The UK’s Lifetime Allowance abolition is considered a blot on the pensions landscape by pension experts with the majority of Association of Member-Directed Pension Schemes annual conference attendees believing that the pension changes in the past 12 months have been unacceptable in their implementation.
Andrew Phipps, chair of AMPS used his Chair’s address at the industry body’s annual conference held yesterday in London, to highlight the issues that have been caused by the poor implementation of the legislation to abolish the LTA.
The event attended by over 110 SIPP and SSAS experts, representing the majority of the sector, heard that the LTA abolition has felt the most chaotic, and disorganised change of the last two decades which has included A-Day in 2006, Freedom and Choice in 2015, Consumer Duty in 2023 and dozens of other changes.
Phipps said: “There have been, and still are, lots of unanswered questions. We’ve seen last-minute clarifications, corrections, and finally last-minute guidance from HMRC confirming that some customers should delay taking benefits or exercising their statutory rights to transfer their pension, because of the poor legislation that has been rolled out. And this has all come about because the industry was not listened to.”
When surveyed during the event, attendees said that if you were appraising how changes impacting pensions have been rolled out over the last 12 months, they considered it unacceptable.
He added: “AMPS, along with TISA, the ABI, the Society of Pension Professionals and other industry bodies and providers, provided ample feedback to the Government, especially on the tight timescales involved, so there really is no excuse.”
There were four other areas that dominated the conference in terms of recent changes that haven’t gone as well as they could have done:
1. Consumer Duty: as a principle based change my sense is it has been implemented very differently between regulated firms and we probably need more guidance from the regulator to tighten this up, particularly around sharing information along distribution chains. My sense is there is a way to go on this.
2. Statutory money purchase illustrations: the changes to SMPIs last year caused confusion around why they were even being made as well as actually how to roll out volatility groups.
3. General Levy consultation: the DWP’s general levy consultation did turn out well in the end, but it was unnecessary and the DWP should not have backed what was clearly an unfair approach to meet their funding shortfall.
4. Pension scheme returns: the changes being made to the Pension Scheme Return, where significantly more data is needed but the functionality to submit a return by uploading a file has been removed.

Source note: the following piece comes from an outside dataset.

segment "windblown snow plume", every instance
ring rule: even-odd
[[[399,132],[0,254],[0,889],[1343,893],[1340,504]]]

He concluded: “It is not unexpected that the experts attending our annual conference feel that the pension changes made in the past year have been unacceptable in their implementation. It has been an intense and challenging 12 months for providers. We need to find a way so that when change happens, it happens smoothly, with greater consistency, realistic timescales and without the need to constantly make amendments to plug gaps.”